Andy loves Chicken Pot Pie and I saw this fancy braid and thought it would be fun to try. This is a SUPER basic recipe for something I took right off the rails. A cup of chicken? Well I did 2 cans of drained chicken, peas and carrots? Meh... a bag of frozen mixed veggies, 2 cans o crescent roll dough, a full can of cream of chicken soup, more cheddar cheese because my husband is originally from Wisconsin... So bigger is better here.
I laid out my dough, pinched all the edges, laid down what I thought was half the filling... oh pretty braid... move on to the second one... Oh man did I underfill that first one and the second OVER fill. But guess what? It didn't matter. It tasted great and we all ate plenty. I think you can make the filling ahead then fill soon before baking. I ended up putting these together on lunch and baking them for dinner. Worked out great. Now... what I shouldn't have done was told Andy it was canned chicken... he wasn't a fan of the idea of that - but had I kept that to myself - he likely wouldn’t have known. Things to note for next time...

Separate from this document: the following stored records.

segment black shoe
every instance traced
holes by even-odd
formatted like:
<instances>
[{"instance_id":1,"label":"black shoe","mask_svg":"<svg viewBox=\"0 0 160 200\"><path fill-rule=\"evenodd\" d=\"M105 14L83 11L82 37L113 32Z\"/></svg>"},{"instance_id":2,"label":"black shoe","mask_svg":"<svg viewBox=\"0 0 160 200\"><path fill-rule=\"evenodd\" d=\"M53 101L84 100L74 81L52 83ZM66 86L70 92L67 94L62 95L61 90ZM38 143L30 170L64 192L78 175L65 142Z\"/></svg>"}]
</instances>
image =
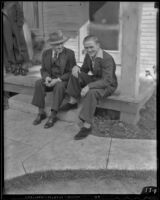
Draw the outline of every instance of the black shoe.
<instances>
[{"instance_id":1,"label":"black shoe","mask_svg":"<svg viewBox=\"0 0 160 200\"><path fill-rule=\"evenodd\" d=\"M78 134L74 136L74 139L81 140L81 139L87 137L90 134L91 130L92 130L92 128L82 127L81 130L78 132Z\"/></svg>"},{"instance_id":2,"label":"black shoe","mask_svg":"<svg viewBox=\"0 0 160 200\"><path fill-rule=\"evenodd\" d=\"M38 113L36 119L33 121L33 125L38 125L38 124L40 124L41 121L42 121L43 119L46 119L46 118L47 118L46 113L43 113L43 114Z\"/></svg>"},{"instance_id":3,"label":"black shoe","mask_svg":"<svg viewBox=\"0 0 160 200\"><path fill-rule=\"evenodd\" d=\"M64 106L62 106L60 108L60 111L68 111L68 110L76 109L76 108L78 108L78 104L77 103L74 103L74 104L67 103L67 104L65 104Z\"/></svg>"},{"instance_id":4,"label":"black shoe","mask_svg":"<svg viewBox=\"0 0 160 200\"><path fill-rule=\"evenodd\" d=\"M57 117L50 116L48 118L48 121L45 123L44 128L51 128L55 122L57 121Z\"/></svg>"}]
</instances>

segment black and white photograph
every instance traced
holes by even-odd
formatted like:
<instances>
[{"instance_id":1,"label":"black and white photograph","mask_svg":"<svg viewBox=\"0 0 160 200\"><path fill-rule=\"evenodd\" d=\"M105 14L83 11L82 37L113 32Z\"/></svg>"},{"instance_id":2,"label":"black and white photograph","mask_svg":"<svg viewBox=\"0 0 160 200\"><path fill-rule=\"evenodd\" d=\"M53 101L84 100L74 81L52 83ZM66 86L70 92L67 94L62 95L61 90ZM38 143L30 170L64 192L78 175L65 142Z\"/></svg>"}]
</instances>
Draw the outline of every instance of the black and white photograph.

Chicken Pot Pie Crescent Braid
Ingredients
2 cans of crescent roll dough
2 cans of chicken drained
1 bag of frozen mixed vegetables
1 can of cream of chicken condensed soup
4 oz cream cheese
1 cup cheddar cheese
1 tsp salt
1/2 tsp pepper
1 tsp onion powder
1 tsp garlic powder
1/2 tsp season salt

Preheat your oven to 375 degrees.
In a large bowl, combine the frozen veggies, cheddar cheese, and chicken. In a separate bowl mix together the cream cheese and the condensed soup. Add it to the chicken-veggie mixture. Add seasonings.
Spread the crescent roll dough out on a silicon mat or parchment paper and place that on a baking pan. Pinch the perforations together so you have one sheet. Leaving three inches in the middle, make cuts down the side of the dough an inch apart on both sides.
Spread the chicken-veggie-soup mixture down the middle of the dough. Take a strip of dough from one side and fold it over the middle mixture. Then take a strip from the other side and fold it over the middle. Continue down the dough, alternating sides until it is completely folded over.
Pinch the ends of the dough to keep the filling inside while it bakes.
Bake for 20 to 25 minutes so that the top is nice and golden brown.
Let stand about 10 minutes before cutting in to it.